For dynamic discovery in Kubernetes, use Prometheus service discovery instead of static targets.

## Grafana Dashboard

The metrics package includes a pre-built Grafana dashboard (`ergo-cluster.json`) for monitoring Ergo clusters.

Import it in Grafana: Dashboards > Import > upload `ergo-cluster.json` > select your Prometheus data source. The `$node` dropdown at the top filters all panels by selected nodes.

The dashboard is organized top-down: Summary row at the top for cluster health at a glance, then Mailbox Latency and Depth for backpressure analysis, then collapsed rows for Events, Process Activity, Processes, Resources, Logging, and Network. The Network row includes compression overview (ratio, rate, percentage), per-node compression ratio, fragmentation rates (cluster and per-node), connectivity strength, and connection events. Each row focuses on a specific aspect of cluster behavior and can be expanded when investigating issues.

For detailed panel descriptions, see the [metrics actor README](https://github.com/ergo-services/actor).

## Observer Integration

The metrics actor integrates with Observer via `HandleInspect()`. Inspecting the process shows total metric count, HTTP endpoint, collection interval, and current values for all metrics.

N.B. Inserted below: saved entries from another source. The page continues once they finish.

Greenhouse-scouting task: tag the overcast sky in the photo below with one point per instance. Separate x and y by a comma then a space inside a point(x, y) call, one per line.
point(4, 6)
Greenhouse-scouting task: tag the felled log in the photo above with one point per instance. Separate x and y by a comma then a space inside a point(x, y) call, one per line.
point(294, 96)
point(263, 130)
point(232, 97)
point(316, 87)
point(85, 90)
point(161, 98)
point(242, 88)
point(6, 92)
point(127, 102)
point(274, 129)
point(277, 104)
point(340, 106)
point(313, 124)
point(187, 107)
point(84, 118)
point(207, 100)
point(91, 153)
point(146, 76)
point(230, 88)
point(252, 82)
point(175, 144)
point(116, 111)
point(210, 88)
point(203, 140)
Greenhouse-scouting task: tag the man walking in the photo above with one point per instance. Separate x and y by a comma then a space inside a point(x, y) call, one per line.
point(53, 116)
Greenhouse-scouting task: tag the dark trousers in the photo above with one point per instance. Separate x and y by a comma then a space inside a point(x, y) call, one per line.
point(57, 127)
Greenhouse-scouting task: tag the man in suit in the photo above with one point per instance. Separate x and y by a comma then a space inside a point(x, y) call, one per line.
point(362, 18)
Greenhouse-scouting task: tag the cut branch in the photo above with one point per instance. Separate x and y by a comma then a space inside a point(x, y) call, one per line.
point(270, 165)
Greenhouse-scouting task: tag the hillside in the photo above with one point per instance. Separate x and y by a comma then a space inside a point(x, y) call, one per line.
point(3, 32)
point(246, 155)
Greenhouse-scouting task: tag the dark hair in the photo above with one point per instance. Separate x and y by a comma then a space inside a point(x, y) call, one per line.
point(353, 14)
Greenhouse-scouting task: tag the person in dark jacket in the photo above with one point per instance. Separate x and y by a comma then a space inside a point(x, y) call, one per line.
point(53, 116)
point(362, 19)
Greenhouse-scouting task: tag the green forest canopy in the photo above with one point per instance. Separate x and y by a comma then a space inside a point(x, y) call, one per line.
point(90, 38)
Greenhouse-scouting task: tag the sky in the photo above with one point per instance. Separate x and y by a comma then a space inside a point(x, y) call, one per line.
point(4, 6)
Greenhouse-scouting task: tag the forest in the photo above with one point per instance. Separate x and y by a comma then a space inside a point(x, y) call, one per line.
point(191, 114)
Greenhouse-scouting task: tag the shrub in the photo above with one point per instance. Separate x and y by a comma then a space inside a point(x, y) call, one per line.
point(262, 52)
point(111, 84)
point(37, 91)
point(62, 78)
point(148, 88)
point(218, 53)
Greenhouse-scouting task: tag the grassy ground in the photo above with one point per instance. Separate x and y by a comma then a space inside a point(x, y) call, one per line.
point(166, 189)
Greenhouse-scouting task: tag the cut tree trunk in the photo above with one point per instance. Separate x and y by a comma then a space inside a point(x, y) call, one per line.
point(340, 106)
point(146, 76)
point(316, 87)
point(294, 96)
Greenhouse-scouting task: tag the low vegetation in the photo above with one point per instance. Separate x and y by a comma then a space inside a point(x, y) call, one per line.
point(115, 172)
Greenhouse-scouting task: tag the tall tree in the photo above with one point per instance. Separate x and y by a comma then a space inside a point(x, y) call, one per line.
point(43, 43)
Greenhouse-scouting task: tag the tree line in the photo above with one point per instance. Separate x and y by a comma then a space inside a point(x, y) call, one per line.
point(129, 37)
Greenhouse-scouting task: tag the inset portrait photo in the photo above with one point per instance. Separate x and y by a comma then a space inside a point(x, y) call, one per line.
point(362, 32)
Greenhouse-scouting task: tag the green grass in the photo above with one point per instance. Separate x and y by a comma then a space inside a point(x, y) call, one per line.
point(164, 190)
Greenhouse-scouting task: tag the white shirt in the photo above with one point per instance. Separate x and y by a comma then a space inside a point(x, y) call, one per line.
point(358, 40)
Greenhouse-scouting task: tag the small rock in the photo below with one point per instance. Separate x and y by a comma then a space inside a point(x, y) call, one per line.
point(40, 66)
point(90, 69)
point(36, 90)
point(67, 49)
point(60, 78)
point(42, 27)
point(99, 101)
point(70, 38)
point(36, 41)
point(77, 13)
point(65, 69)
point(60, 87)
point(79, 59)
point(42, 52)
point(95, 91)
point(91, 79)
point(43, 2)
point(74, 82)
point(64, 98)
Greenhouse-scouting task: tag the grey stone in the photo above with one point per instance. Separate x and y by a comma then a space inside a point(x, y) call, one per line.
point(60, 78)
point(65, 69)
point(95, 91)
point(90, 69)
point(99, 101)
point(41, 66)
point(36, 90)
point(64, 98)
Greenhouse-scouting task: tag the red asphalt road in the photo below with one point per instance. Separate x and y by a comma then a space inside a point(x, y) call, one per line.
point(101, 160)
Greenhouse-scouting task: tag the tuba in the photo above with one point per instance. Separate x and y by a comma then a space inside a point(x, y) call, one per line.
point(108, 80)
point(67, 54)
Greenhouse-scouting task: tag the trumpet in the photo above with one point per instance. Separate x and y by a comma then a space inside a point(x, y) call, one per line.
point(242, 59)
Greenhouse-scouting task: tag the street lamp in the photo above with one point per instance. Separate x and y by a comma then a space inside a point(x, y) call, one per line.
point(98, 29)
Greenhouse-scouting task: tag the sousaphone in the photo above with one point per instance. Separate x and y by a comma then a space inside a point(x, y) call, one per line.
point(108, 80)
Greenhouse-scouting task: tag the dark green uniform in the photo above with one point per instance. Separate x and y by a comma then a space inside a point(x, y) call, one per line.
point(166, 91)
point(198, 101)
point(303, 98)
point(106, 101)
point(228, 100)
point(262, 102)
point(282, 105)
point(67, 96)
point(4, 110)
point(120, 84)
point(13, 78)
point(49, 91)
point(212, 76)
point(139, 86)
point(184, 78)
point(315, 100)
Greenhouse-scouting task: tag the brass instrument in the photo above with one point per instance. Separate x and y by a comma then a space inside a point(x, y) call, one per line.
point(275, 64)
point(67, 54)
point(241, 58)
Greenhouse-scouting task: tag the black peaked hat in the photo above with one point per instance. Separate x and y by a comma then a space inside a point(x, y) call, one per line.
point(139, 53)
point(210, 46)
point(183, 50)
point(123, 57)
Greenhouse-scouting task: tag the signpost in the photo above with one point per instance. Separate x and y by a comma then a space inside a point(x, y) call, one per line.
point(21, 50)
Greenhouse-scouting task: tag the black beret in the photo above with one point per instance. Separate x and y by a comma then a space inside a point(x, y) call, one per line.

When embedding `metrics.Actor` and overriding `HandleInspect()`, your keys are merged on top of base inspection data.

## Radar Application

If your node needs both Prometheus metrics and Kubernetes health probes, consider the [Radar](https://devel.docs.ergo.services/extra-library/applications/radar) application. It runs the metrics actor and [Health](https://devel.docs.ergo.services/extra-library/actors/health) actor together on a single HTTP port.